Another common way to test for ranges of values is by defining various 88 levels - but exercise
caution. In the above
example ITEM-TYPE-A is an 88 level that defines a data range from 'AAA' through 'AZZ' based on
the collating sequence currently in effect. To verify that ITEM-CHAR-CODE contains only alphabetic
characters and the first letter is an 'A' or a 'B', you could do something like:
IF ITEM-CHAR-CODE ALPHABETIC
DISPLAY 'ITEM-CHAR-CODE is alphabetic.'
EVALUATE TRUE
WHEN ITEM-TYPE-A
DISPLAY 'ITEM-CHAR-CODE is in range AAA through AZZ'
WHEN ITEM-TYPE-B
DISPLAY 'ITEM-CHAR-CODE is in range BAA through BZZ'
WHEN OTHER
DISPLAY 'ITEM-CHAR-CODE is in some other range'
END-EVALUATE
ELSE
DISPLAY 'ITEM-CHAR-CODE is not alphabetic'
END-IF
Note the separate test for ALPHABETIC above. Why do that when the 88 level tests
could have done the job? Actually the 88's are not sufficient because they
cover the entire range from AAA through AZZ based on the collating sequence currently
in effect. In
an EBCDIC based environment (a very large number of COBOL shops use EBCDIC) this captures
values such as A}\. the close-brace and backslash characters are non-alpha but
fall into the middle of
the range 'A' through 'Z' (what the #*#! is that all about?). Also note that a value such
as 'aaa' would not satisfy the ITEM-TYPE-A condition because lower case letters fall outside
the defined range. Maybe time to check out an EBCDIC character table.
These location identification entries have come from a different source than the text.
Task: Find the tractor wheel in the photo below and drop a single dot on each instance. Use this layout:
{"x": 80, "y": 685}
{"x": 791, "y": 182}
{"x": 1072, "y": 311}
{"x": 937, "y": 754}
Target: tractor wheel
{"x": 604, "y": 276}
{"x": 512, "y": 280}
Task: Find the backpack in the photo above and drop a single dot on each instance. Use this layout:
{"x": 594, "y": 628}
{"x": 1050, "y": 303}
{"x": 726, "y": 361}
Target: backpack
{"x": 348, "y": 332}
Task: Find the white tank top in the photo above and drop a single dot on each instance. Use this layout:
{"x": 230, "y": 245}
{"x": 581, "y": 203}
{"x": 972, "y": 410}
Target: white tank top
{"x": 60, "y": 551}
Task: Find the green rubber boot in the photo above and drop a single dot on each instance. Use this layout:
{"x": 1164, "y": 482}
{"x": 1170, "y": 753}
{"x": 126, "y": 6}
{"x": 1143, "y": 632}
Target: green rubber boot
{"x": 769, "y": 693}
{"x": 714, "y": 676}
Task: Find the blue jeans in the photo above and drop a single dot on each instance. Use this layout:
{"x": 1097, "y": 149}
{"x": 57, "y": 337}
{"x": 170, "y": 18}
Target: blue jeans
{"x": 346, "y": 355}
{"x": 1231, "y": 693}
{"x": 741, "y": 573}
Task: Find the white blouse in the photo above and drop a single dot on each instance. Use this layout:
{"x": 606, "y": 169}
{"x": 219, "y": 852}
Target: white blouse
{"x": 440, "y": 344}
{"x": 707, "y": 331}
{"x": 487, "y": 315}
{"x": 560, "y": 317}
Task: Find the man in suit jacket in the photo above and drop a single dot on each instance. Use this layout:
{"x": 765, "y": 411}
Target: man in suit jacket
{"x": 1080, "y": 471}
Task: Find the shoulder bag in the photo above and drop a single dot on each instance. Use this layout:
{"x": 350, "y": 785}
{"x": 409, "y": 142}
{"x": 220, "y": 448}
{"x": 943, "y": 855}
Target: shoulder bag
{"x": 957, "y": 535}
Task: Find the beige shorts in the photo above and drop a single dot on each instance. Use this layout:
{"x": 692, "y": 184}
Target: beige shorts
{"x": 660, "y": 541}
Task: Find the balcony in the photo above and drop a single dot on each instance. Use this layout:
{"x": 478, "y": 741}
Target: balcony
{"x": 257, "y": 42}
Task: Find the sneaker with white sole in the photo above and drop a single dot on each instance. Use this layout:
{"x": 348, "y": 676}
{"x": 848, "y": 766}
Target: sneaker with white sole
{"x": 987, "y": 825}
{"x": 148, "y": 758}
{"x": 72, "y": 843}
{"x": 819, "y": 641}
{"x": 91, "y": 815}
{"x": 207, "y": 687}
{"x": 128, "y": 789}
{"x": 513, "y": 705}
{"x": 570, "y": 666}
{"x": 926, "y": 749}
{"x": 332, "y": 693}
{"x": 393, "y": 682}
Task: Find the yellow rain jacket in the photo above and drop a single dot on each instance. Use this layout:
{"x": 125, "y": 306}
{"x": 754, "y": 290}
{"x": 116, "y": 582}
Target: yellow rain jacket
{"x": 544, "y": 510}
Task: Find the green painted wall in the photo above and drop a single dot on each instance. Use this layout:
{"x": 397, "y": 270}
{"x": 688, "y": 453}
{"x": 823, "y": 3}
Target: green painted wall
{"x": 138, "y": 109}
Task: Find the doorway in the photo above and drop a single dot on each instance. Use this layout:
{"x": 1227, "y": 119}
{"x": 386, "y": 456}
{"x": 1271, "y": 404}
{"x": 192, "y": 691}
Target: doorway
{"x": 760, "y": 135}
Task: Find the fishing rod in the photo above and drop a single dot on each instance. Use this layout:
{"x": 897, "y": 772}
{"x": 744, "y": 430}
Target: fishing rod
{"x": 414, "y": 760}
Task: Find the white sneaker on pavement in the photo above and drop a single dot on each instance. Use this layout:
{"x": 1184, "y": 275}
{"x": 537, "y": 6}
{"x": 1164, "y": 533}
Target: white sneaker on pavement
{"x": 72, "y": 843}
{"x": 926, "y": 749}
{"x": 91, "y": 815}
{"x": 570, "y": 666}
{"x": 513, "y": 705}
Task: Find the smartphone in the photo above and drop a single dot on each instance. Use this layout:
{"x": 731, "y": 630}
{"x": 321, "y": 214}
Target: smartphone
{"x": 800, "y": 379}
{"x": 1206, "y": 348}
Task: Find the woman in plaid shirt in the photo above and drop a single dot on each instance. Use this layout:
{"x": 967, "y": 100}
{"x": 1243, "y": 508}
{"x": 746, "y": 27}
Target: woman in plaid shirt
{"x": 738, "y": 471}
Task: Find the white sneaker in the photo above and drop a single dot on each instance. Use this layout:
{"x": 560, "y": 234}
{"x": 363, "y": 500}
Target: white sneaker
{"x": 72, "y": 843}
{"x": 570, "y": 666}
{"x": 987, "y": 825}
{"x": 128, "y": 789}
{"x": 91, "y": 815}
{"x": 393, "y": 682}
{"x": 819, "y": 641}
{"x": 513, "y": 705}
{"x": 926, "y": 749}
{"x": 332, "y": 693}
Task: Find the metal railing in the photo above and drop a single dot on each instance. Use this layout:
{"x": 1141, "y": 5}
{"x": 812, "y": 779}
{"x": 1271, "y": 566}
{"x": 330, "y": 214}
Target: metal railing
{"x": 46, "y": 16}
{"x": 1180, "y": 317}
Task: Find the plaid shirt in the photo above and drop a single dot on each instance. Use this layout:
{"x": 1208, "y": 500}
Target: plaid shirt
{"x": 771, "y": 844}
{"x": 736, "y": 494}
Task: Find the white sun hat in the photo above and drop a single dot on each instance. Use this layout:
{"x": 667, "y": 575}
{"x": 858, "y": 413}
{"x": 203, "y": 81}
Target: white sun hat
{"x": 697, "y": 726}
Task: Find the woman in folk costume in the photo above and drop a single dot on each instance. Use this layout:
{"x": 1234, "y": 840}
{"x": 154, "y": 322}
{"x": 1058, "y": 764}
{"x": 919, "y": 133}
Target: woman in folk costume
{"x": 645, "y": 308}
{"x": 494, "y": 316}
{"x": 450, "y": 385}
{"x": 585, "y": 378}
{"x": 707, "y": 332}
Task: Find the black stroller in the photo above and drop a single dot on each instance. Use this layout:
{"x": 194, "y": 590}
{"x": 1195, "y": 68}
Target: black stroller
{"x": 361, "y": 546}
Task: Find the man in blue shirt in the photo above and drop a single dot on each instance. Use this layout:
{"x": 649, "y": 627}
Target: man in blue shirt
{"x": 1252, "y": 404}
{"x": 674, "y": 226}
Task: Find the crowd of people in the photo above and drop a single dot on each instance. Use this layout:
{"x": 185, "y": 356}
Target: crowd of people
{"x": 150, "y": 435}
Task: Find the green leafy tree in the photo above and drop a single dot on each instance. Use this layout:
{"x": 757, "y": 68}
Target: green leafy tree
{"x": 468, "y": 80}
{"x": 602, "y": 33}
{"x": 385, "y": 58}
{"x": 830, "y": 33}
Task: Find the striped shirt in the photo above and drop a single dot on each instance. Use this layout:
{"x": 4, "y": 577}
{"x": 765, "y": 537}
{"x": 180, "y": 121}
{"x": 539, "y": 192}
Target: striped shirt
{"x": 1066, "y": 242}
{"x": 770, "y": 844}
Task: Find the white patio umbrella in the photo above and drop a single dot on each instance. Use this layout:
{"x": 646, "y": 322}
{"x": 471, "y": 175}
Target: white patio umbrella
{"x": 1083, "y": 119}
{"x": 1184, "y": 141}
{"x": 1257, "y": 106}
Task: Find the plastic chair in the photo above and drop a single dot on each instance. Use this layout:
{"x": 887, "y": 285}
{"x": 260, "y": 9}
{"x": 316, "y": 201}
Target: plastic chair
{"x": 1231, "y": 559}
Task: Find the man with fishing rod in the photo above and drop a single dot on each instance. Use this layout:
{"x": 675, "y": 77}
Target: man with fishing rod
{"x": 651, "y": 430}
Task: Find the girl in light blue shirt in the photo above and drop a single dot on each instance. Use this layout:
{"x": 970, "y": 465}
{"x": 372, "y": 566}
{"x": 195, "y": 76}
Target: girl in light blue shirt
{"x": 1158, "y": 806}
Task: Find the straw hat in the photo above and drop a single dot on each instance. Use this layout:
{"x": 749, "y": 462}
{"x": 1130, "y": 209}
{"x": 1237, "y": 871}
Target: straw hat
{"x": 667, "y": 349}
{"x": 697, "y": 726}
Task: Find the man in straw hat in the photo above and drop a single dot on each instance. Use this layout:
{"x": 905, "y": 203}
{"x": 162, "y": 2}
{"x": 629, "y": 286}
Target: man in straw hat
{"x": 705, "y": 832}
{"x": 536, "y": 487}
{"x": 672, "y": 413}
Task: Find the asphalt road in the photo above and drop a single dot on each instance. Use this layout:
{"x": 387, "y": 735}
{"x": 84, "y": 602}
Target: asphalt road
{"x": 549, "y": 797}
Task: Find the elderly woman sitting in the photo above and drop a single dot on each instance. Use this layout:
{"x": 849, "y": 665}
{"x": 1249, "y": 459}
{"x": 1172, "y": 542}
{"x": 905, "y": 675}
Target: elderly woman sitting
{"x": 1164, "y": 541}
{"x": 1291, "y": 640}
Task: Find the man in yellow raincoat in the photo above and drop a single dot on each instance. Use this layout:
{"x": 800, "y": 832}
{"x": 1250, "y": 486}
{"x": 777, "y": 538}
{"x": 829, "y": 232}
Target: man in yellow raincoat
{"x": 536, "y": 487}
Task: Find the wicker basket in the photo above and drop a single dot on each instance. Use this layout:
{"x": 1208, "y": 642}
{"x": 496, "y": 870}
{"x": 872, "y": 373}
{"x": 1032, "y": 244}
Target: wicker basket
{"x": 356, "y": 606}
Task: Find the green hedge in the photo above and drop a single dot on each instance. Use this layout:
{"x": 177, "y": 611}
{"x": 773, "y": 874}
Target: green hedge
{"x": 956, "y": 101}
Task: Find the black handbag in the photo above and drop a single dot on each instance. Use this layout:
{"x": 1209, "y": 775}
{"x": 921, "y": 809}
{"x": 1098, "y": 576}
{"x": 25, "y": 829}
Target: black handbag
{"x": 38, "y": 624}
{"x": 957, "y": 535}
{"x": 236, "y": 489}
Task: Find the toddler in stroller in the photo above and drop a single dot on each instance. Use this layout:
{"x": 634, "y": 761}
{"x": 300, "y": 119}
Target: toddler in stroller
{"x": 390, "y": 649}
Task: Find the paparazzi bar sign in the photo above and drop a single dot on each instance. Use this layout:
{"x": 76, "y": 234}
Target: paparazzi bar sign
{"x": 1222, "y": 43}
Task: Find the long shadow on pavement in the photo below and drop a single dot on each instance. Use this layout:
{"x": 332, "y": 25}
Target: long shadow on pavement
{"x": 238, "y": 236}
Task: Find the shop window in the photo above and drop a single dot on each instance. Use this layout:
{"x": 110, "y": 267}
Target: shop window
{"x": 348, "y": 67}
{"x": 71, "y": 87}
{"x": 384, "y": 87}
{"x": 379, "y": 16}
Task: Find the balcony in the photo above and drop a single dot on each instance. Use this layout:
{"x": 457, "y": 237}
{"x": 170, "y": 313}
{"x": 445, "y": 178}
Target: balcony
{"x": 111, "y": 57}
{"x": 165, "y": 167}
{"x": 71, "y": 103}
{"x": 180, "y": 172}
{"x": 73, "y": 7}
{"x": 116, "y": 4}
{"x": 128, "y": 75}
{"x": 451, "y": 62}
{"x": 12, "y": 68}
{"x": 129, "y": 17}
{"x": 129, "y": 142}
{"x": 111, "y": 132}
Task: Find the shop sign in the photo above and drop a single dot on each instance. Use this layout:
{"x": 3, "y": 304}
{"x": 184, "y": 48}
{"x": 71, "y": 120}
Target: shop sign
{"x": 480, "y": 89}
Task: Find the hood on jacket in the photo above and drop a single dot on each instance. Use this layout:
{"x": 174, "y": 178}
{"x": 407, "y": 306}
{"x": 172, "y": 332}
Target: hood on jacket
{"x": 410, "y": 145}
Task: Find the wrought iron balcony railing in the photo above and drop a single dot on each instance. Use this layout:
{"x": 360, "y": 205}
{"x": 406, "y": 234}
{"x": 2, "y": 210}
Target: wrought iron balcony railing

Finally, you can count the number of occurrences of a character, or string of characters, in
a variable with the INSPECT verb as follows:
INSPECT ITEM-CODE TALLING DASH-COUNT FOR ALL '-'
DASH-COUNT needs to be a numeric item and will contain the number of dash characters in ITEM-CODE. The INSPECT
verb is not so useful if you want to count the number of digits. For this you would need one statement for each digit.
It might be easier to just code a loop something like:
PERFORM VARYING I FROM 1 BY 1
UNTIL I > LENGTH OF ITEM-CODE
EVALUATE ITEM-CODE(I:1)
WHEN '-'
COMPUTE DASH-COUNT = DASH-COUNT + 1
WHEN '0' THRU '9'
COMPUTE DIGIT-COUNT = DIGIT-COUNT + 1
WHEN OTHER
COMPUTE OTHER-COUNT = OTHER-COUNT + 1
END-EVALUATE
END-PERFORM
Now ask yourself why I was comfortable using a zero through 9 range check? Hint: look at the collating sequence.
Hope this helps.